ANZ had forecast the Reserve Bank of Australia’s official cash rate to stay on hold at 3 per cent for all of 2013, but is now predicting a 25 basis point cut in each quarter, ending 2013 at 2 per cent. Among major banking institutions, ANZ now has the lowest forecast for interest rates, along with Macquarie Bank.
That means that the strongest sector is getting weak and the weak sectors are not getting better.
The RBA, earlier this month, cut interest rates by 25 basis points, to 3 per cent, their lowest levels since the global financial crisis. If rates were to be cut by 100 basis points, they would reach a new Australian low.
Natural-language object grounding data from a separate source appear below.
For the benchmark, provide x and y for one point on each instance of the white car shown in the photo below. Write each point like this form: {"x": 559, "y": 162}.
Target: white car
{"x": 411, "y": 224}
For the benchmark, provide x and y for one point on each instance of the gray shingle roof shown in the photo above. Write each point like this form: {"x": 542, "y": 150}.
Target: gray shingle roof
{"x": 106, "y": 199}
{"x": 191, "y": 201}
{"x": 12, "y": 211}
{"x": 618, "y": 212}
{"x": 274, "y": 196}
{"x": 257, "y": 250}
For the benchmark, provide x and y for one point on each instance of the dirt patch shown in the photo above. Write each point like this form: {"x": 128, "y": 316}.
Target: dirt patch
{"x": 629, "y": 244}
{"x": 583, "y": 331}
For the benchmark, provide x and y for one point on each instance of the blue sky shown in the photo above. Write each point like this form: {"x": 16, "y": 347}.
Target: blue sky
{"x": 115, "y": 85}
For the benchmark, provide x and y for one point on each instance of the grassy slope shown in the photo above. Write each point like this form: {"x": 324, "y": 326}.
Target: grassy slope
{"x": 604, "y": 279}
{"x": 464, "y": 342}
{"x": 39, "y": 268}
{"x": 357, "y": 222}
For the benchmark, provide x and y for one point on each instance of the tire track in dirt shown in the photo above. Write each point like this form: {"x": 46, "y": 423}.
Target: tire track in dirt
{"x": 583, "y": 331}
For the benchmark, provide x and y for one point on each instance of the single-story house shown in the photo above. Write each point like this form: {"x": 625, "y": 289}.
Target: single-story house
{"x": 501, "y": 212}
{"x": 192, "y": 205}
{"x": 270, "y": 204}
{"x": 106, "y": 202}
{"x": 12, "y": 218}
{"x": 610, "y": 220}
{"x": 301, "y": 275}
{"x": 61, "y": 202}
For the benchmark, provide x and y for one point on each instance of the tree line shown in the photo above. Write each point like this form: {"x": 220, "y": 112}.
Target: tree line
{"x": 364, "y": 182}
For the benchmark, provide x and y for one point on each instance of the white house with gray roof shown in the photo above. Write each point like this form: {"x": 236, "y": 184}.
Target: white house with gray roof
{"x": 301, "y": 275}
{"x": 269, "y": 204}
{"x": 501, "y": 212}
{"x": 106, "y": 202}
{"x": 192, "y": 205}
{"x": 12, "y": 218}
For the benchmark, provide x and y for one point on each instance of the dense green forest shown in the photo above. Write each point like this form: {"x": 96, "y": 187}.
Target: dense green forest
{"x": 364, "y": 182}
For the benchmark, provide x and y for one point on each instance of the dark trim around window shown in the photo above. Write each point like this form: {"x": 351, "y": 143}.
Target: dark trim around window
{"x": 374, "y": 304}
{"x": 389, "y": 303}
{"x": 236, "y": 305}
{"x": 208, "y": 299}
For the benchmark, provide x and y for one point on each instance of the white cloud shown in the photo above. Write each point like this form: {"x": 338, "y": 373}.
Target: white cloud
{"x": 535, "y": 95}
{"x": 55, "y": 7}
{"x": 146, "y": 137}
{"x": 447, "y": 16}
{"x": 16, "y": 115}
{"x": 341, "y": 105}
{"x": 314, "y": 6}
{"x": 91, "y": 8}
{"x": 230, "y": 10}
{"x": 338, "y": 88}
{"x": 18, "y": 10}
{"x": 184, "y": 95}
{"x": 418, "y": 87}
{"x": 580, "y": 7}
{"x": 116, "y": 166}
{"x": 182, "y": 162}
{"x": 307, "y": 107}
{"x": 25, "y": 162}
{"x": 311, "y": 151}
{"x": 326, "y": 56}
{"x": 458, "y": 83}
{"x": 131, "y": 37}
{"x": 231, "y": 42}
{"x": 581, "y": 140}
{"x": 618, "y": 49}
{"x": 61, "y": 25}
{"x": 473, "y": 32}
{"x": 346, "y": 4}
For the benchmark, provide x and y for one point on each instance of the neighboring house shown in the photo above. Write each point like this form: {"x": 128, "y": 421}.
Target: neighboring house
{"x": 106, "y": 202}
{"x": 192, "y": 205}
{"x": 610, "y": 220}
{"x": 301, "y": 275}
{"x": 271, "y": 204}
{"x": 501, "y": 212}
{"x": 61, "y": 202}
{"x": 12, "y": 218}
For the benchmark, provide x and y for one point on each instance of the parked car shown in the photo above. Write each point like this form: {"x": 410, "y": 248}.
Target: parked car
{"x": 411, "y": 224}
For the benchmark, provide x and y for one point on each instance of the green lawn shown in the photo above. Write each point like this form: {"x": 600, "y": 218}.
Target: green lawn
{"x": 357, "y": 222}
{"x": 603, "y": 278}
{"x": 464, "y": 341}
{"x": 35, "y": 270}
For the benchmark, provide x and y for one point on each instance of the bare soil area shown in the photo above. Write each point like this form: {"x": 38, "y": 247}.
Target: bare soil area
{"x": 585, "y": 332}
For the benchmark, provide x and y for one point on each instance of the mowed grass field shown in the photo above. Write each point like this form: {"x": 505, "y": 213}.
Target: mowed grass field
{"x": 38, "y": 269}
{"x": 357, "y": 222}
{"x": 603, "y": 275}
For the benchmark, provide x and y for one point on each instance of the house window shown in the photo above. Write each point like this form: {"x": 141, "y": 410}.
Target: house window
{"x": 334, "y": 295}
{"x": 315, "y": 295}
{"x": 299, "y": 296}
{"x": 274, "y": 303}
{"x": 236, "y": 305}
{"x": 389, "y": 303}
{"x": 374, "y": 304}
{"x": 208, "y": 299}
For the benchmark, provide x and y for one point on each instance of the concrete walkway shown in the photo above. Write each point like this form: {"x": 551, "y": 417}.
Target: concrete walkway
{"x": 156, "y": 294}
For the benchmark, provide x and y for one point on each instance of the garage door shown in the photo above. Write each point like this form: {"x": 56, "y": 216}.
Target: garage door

‘‘It’s probably been evolving for a little while,’’ said Ivan Colhoun, ANZ head of economics & property research. ‘‘Since the RBA’s board meeting and the NAB business survey, we’ve been reviewing our forecasts.’’
Over the past quarter, a number of key indicators have begun to show growing weakness in Australia’s resource sector.
ANZ’s job ad index, a key indicator for the future jobs market, dropped 2.9 per cent in November, marking the eighth straight month of falls.
Mr Colhoun said a run of job advertisement drops over the past six months in Western Australia and Queensland pointed to a likely rise in unemployment in resource-reliant states.
On average in WA and Queensland, job ads have fallen 6 per cent and 4 per cent respectively each month for the second half of 2012.
Macquarie Bank senior economist Brian Redican said unemployment had been on the rise in non-mining sectors for some time, but until now those losses were offset by the increase of jobs during the mining boom.
Mr Redican said he expected the unemployment rate to climb above 6.5 per cent in 2013.
‘‘The same time as that, we’re not seeing a pick up in the non-mining sector being particular strong at all,’’ he said. ‘‘So that means that the strongest sector is getting weak and the weak sectors are not getting better, you end up getting a worse overall outcome.’’
A drop in capital expenditure numbers in November, which showed mining companies cutting their expected spending by 8.1 per cent or $9.6 million for 2013, signalled a further deterioration in the resources sector.
Retail sales have also come in weaker than expected, with the Australian Bureau of Statistics reporting flat sales in October, disappointing market predictions of a 0.4 per cent rise.
‘‘The same time as that, we’re not seeing a pick up in the non-mining sector being particular strong at all,’’ said Mr Colhoun. ‘‘So that means that the strongest sector is getting weak and the weak sectors are not getting better, you end up getting a worse overall outcome."
More positive outlook
Despite the views of ANZ and Macquarie Bank, HSBC maintains a positive outlook for the Australian economy, forecasting official rates to rise by 25 basis points, to 3.25 per cent, by the end of 2013.
HSBC chief economist Paul Bloxham said he expected the Australian economy to continue to rebalance, with the housing sector, along with retail sales to help fill some of the void left by the mining sector.
‘‘You’re going to see housing construction pick up [and] you’re going to see house prices rise next year. That will motivate some more retail sales as households look to fill those newly constructed houses with durable goods,’’ Mr Bloxham said.